La géométrie des possibles

Cette « géométrie des possibles », c’est une fresque incroyable qui nous est peinte par l’auteur, avec un souci du détail et une précision comme seul un grand artiste peut le faire. Avec savoir-faire, Édouard Jousselin met en scène des personnages diversifiés qui n’ont, à première vue, aucun point en commun. Leurs destins se croisent et nous attendons avec nervosité la fatalité de chacune de ces trajectoires. Du terrorisme à Hollywood, de la criminologie au dark Web, les thèmes qui y sont abordés rendent bien compte de la complexité de notre contemporanéité. La narration, maîtrisée et captivante, nous donne presque l’impression d’être au cinéma. Je vous avertis : il est impossible de se lever de son siège. Nous sommes cramponnés à son roman, du début jusqu’à la fin.

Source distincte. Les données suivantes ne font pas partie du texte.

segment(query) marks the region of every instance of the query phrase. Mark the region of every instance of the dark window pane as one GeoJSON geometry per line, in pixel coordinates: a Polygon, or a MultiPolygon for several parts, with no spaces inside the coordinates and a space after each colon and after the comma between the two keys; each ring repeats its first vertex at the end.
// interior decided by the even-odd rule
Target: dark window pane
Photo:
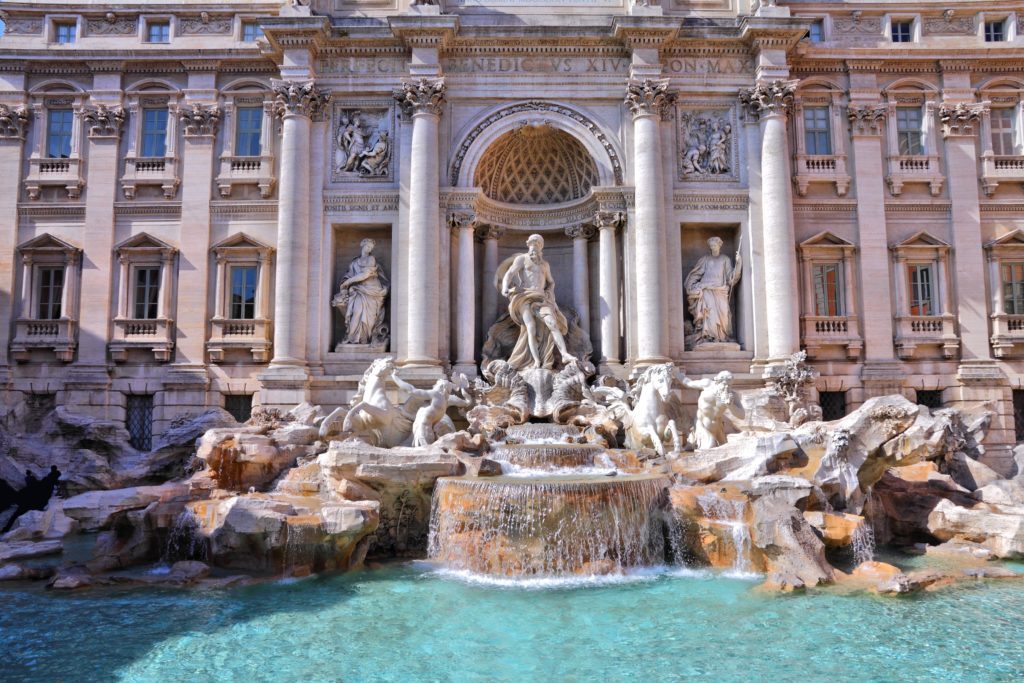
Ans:
{"type": "Polygon", "coordinates": [[[46,113],[46,156],[67,159],[71,156],[71,126],[74,113],[70,109],[50,109],[46,113]]]}
{"type": "Polygon", "coordinates": [[[239,107],[235,127],[235,156],[260,155],[260,131],[263,128],[263,107],[239,107]]]}
{"type": "Polygon", "coordinates": [[[154,320],[157,317],[157,302],[160,297],[160,268],[135,269],[135,318],[154,320]]]}
{"type": "Polygon", "coordinates": [[[142,156],[162,157],[167,154],[167,110],[142,110],[142,156]]]}
{"type": "Polygon", "coordinates": [[[125,406],[125,427],[129,443],[137,451],[148,451],[153,443],[153,394],[131,394],[125,406]]]}
{"type": "Polygon", "coordinates": [[[234,266],[231,269],[231,312],[234,320],[256,317],[256,266],[234,266]]]}
{"type": "Polygon", "coordinates": [[[252,394],[225,394],[224,410],[238,422],[248,422],[252,417],[252,394]]]}

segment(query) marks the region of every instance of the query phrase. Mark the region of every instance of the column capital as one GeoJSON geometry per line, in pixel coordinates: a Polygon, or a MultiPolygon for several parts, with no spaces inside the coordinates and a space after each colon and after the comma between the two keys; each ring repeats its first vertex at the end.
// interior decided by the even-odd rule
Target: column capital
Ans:
{"type": "Polygon", "coordinates": [[[452,232],[458,232],[459,230],[474,229],[476,227],[476,217],[471,213],[462,211],[448,214],[448,228],[452,232]]]}
{"type": "Polygon", "coordinates": [[[647,78],[626,84],[626,106],[633,118],[641,116],[663,117],[666,110],[676,101],[675,93],[668,91],[669,79],[647,78]]]}
{"type": "Polygon", "coordinates": [[[440,116],[446,90],[443,78],[421,78],[411,83],[402,83],[402,87],[395,90],[394,98],[407,116],[440,116]]]}
{"type": "Polygon", "coordinates": [[[0,104],[0,139],[24,140],[28,122],[29,115],[25,107],[0,104]]]}
{"type": "Polygon", "coordinates": [[[565,229],[565,234],[570,239],[586,241],[597,234],[597,228],[590,223],[579,223],[568,226],[565,229]]]}
{"type": "Polygon", "coordinates": [[[121,129],[124,127],[124,107],[108,107],[99,104],[95,107],[85,107],[82,110],[82,120],[89,126],[89,137],[94,139],[121,137],[121,129]]]}
{"type": "Polygon", "coordinates": [[[942,137],[971,136],[978,131],[981,117],[988,111],[988,102],[943,102],[939,105],[942,137]]]}
{"type": "Polygon", "coordinates": [[[331,101],[331,93],[318,88],[316,81],[272,80],[270,88],[274,93],[274,114],[282,119],[289,116],[317,118],[331,101]]]}
{"type": "Polygon", "coordinates": [[[858,135],[882,135],[885,132],[885,117],[889,107],[883,103],[851,104],[846,110],[850,120],[850,132],[858,135]]]}
{"type": "Polygon", "coordinates": [[[793,104],[796,80],[770,81],[740,90],[740,104],[754,118],[785,116],[793,104]]]}
{"type": "Polygon", "coordinates": [[[598,230],[614,232],[625,221],[626,215],[621,211],[598,211],[594,214],[594,225],[598,230]]]}
{"type": "Polygon", "coordinates": [[[479,240],[500,240],[505,235],[505,228],[486,223],[476,224],[476,236],[479,240]]]}
{"type": "Polygon", "coordinates": [[[214,137],[220,126],[220,107],[193,102],[178,111],[178,120],[185,128],[185,137],[214,137]]]}

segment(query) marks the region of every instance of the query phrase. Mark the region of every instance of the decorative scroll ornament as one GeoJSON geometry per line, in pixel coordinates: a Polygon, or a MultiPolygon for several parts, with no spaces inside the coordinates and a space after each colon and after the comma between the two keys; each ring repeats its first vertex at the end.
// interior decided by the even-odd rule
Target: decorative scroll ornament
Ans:
{"type": "Polygon", "coordinates": [[[211,17],[209,12],[201,12],[198,17],[183,17],[181,32],[187,35],[212,35],[231,33],[231,17],[211,17]]]}
{"type": "Polygon", "coordinates": [[[598,211],[594,214],[594,225],[598,230],[615,230],[626,220],[621,211],[598,211]]]}
{"type": "Polygon", "coordinates": [[[758,83],[740,90],[740,104],[754,118],[785,116],[793,104],[797,81],[758,83]]]}
{"type": "Polygon", "coordinates": [[[98,105],[95,109],[83,109],[82,120],[89,126],[91,138],[117,138],[124,126],[124,109],[98,105]]]}
{"type": "Polygon", "coordinates": [[[640,116],[662,117],[676,101],[675,93],[668,91],[667,78],[648,78],[626,84],[626,106],[633,118],[640,116]]]}
{"type": "Polygon", "coordinates": [[[216,135],[220,126],[220,107],[193,104],[178,112],[186,136],[216,135]]]}
{"type": "Polygon", "coordinates": [[[974,17],[955,17],[951,9],[942,13],[942,18],[930,17],[924,20],[921,31],[925,35],[969,36],[974,33],[974,17]]]}
{"type": "Polygon", "coordinates": [[[597,234],[597,228],[590,223],[580,223],[578,225],[570,225],[565,229],[565,236],[569,239],[584,239],[589,240],[597,234]]]}
{"type": "Polygon", "coordinates": [[[421,78],[415,83],[403,83],[395,91],[395,99],[406,116],[414,114],[441,115],[444,105],[445,85],[443,78],[421,78]]]}
{"type": "Polygon", "coordinates": [[[486,240],[500,240],[505,236],[505,228],[497,225],[488,225],[487,223],[477,223],[476,238],[481,242],[486,240]]]}
{"type": "Polygon", "coordinates": [[[107,12],[102,19],[87,20],[85,30],[89,35],[129,36],[139,30],[139,25],[135,19],[118,18],[113,12],[107,12]]]}
{"type": "Polygon", "coordinates": [[[462,228],[475,229],[475,217],[468,213],[451,213],[448,214],[448,228],[452,232],[458,232],[462,228]]]}
{"type": "Polygon", "coordinates": [[[881,135],[889,110],[882,104],[851,104],[846,115],[854,135],[881,135]]]}
{"type": "Polygon", "coordinates": [[[24,140],[28,119],[28,111],[24,107],[0,104],[0,139],[24,140]]]}
{"type": "Polygon", "coordinates": [[[274,114],[281,118],[317,118],[331,101],[331,93],[318,88],[315,81],[271,81],[270,87],[274,91],[274,114]]]}
{"type": "Polygon", "coordinates": [[[988,111],[987,102],[943,104],[939,107],[939,121],[942,122],[942,136],[974,135],[981,123],[981,117],[988,111]]]}

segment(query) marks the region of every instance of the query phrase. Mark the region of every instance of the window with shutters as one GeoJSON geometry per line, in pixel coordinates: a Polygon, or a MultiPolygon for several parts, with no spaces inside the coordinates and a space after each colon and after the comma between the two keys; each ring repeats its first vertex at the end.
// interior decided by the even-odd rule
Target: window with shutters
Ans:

Le café où vivent les souvenirs

Troisième volet de Toshikazu Kawaguchi, Le café où vivent les souvenirs se déroule au Dona Dona de Hakodate plutôt qu’au Funiculi Funicula de Tokyo, découvert dans les deux précédents titres de l’auteur. Les règles sont les mêmes pour retourner dans le passé : on ne peut changer le présent et il faut revenir avant que le café ne refroidisse. Cependant, une petite nouveauté change la donne pour certains voyageurs temporels, ce qui surprendra les lecteurs habitués au café de Tokyo. Il faudra toutefois lire ce délicieux roman pour tout découvrir. Une écriture fluide, une atmosphère mystérieuse et réelle à la fois et des personnages attachants définissent ce bouquin charmant et touchant.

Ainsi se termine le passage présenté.